The words stung. I grabbed my portfolio, slinging it over my shoulder with more force than necessary. "This isn't running. This is having priorities. Goodnight, Mr. MacAllister."

I made it to the elevator before my legs started shaking. The doors closed on the sight of him still facing the rain-streaked glass, one hand pressed flat against it like he could push through to something solid.


Down in the parking garage, the rain had eased to a drizzle that misted my windshield. I sat in my hybrid for a long minute, hands tight on the wheel. The taste of him still burned on my mouth. My phone buzzed.

Elena: Girl, if you're still at that office past midnight your excuses better be structural. Call me before you do something stupid like tell him.

I almost laughed. Almost. Instead I started the car and pointed it toward the suburbs, toward the small house with the porch light I'd left on. The radio played low, some late-night Motown that made my eyes burn. I turned it off.

At home, the house was quiet except for the soft tick of the hallway clock. I paid the sitter, then crept into my daughter's room. She was sprawled across her bed, curls wild across the pillow. One small fist clutched a crumpled piece of paper.

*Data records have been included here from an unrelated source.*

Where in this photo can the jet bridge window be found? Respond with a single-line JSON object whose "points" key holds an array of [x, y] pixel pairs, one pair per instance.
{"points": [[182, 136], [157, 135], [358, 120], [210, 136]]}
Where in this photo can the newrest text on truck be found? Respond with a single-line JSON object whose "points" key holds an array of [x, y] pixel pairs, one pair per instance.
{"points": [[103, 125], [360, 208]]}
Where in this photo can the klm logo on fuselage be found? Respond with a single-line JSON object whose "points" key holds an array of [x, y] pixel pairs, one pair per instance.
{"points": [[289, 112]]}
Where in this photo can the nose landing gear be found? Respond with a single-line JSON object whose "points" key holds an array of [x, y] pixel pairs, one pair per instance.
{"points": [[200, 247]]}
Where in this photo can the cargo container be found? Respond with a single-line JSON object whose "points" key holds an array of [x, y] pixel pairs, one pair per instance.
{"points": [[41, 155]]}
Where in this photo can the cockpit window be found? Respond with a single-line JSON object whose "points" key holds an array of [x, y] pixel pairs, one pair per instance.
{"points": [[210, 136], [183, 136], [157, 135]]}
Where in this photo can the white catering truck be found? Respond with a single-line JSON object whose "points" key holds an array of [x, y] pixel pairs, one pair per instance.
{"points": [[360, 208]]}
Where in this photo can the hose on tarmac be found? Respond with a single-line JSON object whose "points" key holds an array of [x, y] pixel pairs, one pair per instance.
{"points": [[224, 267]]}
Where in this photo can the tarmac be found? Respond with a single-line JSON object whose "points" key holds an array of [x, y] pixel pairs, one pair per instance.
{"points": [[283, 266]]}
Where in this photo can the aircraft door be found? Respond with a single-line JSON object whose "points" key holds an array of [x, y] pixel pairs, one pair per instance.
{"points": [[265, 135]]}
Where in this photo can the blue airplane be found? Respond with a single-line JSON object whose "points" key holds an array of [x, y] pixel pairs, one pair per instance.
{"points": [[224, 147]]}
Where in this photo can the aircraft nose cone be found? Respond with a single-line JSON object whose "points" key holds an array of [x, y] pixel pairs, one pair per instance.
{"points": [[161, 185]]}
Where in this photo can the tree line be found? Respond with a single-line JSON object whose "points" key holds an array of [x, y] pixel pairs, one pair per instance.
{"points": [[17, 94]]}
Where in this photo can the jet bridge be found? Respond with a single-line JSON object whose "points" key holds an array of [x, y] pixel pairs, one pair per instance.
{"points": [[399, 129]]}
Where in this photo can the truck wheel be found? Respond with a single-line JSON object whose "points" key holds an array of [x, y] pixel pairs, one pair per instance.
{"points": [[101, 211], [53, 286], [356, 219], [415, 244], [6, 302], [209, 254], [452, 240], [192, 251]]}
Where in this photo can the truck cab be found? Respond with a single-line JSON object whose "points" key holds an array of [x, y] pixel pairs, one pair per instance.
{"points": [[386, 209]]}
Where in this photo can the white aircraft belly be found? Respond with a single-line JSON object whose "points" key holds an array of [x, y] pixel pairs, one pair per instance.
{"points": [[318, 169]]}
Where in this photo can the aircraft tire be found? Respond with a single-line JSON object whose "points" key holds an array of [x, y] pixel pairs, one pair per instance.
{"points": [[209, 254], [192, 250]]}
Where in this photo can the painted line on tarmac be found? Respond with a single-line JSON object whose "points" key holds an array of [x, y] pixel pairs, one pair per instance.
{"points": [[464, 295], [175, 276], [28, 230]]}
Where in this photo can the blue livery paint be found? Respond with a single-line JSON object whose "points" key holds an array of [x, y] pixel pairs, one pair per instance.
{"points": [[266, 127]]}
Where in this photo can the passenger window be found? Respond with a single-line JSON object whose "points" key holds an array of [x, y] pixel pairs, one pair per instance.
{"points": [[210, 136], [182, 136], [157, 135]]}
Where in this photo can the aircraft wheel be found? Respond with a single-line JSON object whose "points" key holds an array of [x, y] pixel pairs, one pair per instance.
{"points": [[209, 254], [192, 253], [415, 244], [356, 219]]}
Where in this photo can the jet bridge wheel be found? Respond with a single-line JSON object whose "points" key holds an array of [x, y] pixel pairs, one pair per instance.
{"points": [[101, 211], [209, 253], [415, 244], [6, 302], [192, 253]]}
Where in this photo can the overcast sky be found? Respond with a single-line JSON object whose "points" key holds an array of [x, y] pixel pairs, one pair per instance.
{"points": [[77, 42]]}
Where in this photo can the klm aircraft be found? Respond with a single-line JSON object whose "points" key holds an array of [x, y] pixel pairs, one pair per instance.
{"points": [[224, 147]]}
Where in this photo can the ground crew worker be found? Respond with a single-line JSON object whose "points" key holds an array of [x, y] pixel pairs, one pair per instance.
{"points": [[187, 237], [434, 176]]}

I eased it free, careful not to wake her. The drawing was typical: a tall building that stretched to the top of the page, two stick figures holding hands on what was clearly a cantilevered deck. A third, smaller figure peeked from inside the structure, half-hidden behind wavy lines that might have been glass.

She'd labeled it in careful four-year-old letters: Our secret tower.

My throat closed so tight I had to sit on the edge of her bed. The paper shook in my hands. When had she drawn this? While I was letting Gabriel's mouth almost undo five years of careful lies?

She stirred, tilting her head in her sleep exactly like her father did when something didn't add up. Her green eyes fluttered open for a moment.

"Mama?" she mumbled. "Did you make the building taller today?"

I smoothed her curls back, heart cracking. "A little bit, baby. Go back to sleep."

She did, trustingly. I stayed there until my legs went numb, the drawing burning a hole in my pocket.

My phone lit up on the nightstand. A new email. From Gabriel. Sent at 2:47 a.m., because of course it was.

Subject: We're not finished.

The body was brief. Almost clinical. Except for the last line.

The atrium needs more work. Meet me at the site tomorrow at ten. And Maggie... whatever you're building those walls to protect, I promise I'm not the wrecking ball you think I am.

I stared at the screen until it went dark. Outside, headlights swept across my driveway. A town car, sleek and black, pulled up behind my hybrid. The driver's door opened.

Gabriel stepped out into the drizzle, looking up at my house like it held every answer he'd been chasing.

My pulse roared in my ears. The drawing crinkled in my fist as I stood at the window, caught between the sleeping child who shared his eyes and the man who'd come looking for truths I wasn't ready to give.